By Anne Thompson | Thompson on Hollywood February 26, 2013 at 4:27PM
The Bond 50th anniversary celebration brought the magnificent Shirley Bassey, who earned a standing ovation when she hit that high note at the end of "Goldfinger." It's too bad Adele couldn't follow with her Oscar-winning "Skyfall," but they went straight to a commercial. The planned reunion of the Bonds didn't happen because both Roger Moore and Sean Connery weren't up for the trip, said Bond George Lazenby at the BAFTA nominee celebration Friday night in the British Consul's garden in Hancock Park. (When I introduced him to Jared Harris, they shared tales of Jared's father, legendary drinker Richard Harris.)
The music played well in the house, better than host Seth MacFarlane, who earned many audible groans and failed to engage with this audience; as offensive as he often was, the writing was weak and he wasn't funny. While he can sing and dance and read a teleprompter, he actually hasn't developed a real persona. MacFarlane was "serviceable," said one attendee at the Governor's Ball, while the closing number was in bad taste, everyone agreed, and made Neil Patrick Harris look really good.
The Academy insists on continuing to chase the young male demographic while alienating the core older audience that goes to see the nominees. Isn't the Oscars supposed to be a celebration of the movies? I worry that the Academy will consider MacFarlane a success by virtue of an uptick in ratings, which were partly due to his appeal to the younger demo, but were more about the caliber and popularity of the many hits on display.
At the Governor's Ball, when I asked Jennifer Lawrence why she fell, she said, "Look at this dress!" Quentin Tarantino forgave me for not picking him to win by planting a big wet one. Christoph Waltz admitted that in Austria, he used to lose awards--but not since he started working with Tarantino. Michael Feinstein in my humble opinion comes nowhere near last year's Ball crooner, Tony Bennett.
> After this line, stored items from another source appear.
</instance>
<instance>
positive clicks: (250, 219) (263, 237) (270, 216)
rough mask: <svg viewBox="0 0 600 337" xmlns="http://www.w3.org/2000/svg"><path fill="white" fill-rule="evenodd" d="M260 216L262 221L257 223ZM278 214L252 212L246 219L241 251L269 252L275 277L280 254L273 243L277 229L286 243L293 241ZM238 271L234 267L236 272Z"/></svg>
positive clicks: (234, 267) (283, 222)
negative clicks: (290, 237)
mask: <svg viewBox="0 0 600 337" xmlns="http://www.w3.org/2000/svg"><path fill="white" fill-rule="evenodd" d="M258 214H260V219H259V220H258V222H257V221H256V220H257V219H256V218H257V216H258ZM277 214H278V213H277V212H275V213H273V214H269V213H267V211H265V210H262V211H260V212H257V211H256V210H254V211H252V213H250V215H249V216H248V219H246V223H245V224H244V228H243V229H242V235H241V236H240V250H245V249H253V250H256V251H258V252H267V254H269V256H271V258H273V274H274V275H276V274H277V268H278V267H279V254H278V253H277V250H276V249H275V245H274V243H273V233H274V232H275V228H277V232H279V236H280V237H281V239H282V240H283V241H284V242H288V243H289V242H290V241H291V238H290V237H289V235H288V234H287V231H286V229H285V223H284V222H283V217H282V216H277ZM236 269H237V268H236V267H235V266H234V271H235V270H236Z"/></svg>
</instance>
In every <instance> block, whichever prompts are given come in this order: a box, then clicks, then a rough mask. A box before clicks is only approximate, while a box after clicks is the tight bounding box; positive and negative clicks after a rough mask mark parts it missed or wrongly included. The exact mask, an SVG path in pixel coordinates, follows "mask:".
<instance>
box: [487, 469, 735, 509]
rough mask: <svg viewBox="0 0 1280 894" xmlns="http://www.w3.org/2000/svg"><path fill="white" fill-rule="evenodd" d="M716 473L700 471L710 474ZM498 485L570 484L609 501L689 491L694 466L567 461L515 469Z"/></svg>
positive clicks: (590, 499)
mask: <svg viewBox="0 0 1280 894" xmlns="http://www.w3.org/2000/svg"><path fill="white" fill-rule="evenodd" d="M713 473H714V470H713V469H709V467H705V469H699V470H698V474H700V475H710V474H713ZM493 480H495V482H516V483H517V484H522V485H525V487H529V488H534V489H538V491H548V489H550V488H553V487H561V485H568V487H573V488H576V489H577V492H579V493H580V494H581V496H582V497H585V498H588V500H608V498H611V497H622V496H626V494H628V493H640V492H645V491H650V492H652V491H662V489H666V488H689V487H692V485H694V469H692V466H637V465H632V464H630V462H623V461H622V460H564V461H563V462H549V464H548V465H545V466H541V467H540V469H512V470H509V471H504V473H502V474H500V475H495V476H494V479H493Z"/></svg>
After happy producer George Clooney got his Oscar engraved, he reminded me that "Argo" started winning awards at the Golden Globes and Critics Choice before the Academy's Ben Affleck "snub." In other words it might have won anyway. He was one of many bearded men at the Oscars--but his is for a role in his next directing gig, "Monuments Men," which starts shooting in a few days in Europe-- and could be a factor at next year's Oscars.
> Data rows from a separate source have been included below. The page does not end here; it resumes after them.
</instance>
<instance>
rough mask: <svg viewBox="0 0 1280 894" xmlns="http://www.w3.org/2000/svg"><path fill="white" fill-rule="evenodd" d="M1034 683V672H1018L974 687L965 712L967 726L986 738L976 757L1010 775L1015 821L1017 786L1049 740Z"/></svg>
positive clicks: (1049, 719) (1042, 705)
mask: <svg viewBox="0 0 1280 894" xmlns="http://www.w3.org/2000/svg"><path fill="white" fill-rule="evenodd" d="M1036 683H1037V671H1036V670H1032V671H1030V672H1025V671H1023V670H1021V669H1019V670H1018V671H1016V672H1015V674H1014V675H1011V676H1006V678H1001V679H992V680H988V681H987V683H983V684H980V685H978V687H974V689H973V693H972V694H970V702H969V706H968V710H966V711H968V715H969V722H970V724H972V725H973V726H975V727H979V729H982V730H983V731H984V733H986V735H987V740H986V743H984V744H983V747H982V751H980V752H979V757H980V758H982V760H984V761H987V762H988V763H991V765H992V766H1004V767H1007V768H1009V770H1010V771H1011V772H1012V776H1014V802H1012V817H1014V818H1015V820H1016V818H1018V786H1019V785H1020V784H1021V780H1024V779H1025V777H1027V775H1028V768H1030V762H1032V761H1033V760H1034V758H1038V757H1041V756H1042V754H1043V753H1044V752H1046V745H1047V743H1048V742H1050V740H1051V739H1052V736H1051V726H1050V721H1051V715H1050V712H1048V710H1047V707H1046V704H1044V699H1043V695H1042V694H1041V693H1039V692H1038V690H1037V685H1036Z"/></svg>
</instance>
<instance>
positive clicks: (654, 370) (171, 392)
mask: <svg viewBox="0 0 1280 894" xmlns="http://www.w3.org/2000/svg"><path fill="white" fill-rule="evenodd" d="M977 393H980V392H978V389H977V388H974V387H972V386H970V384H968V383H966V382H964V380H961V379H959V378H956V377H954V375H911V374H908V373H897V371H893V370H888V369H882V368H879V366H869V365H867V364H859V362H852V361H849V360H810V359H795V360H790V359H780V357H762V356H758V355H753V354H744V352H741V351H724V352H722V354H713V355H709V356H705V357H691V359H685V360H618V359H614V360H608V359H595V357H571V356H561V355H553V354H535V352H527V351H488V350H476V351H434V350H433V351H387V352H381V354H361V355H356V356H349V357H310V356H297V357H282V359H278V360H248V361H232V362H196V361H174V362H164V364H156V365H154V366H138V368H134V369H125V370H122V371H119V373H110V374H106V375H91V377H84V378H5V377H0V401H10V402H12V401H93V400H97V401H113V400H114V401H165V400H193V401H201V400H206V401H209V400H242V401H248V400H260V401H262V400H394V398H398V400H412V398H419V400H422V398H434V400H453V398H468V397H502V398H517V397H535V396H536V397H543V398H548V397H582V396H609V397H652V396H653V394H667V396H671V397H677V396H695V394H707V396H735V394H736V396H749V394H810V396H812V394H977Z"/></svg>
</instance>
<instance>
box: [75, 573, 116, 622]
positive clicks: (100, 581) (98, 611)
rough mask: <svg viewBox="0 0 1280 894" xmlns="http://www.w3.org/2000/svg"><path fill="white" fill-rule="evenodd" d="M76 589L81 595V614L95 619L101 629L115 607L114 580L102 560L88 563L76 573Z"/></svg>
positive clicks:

At night's end we checked out Fox's dance party at Lure, where the "Beasts" contingent was dancing up a storm alongside all the "Life of Pi" winners. I hoisted an Oscar and was reminded of how heavy they are. Fox 2000's Elizabeth Gabler was bone-weary after a decade-long fight to get the movie made and turn it into a worldwide hit heading for the $600 million mark. On my way out, Ang Lee arrived. He was smiling.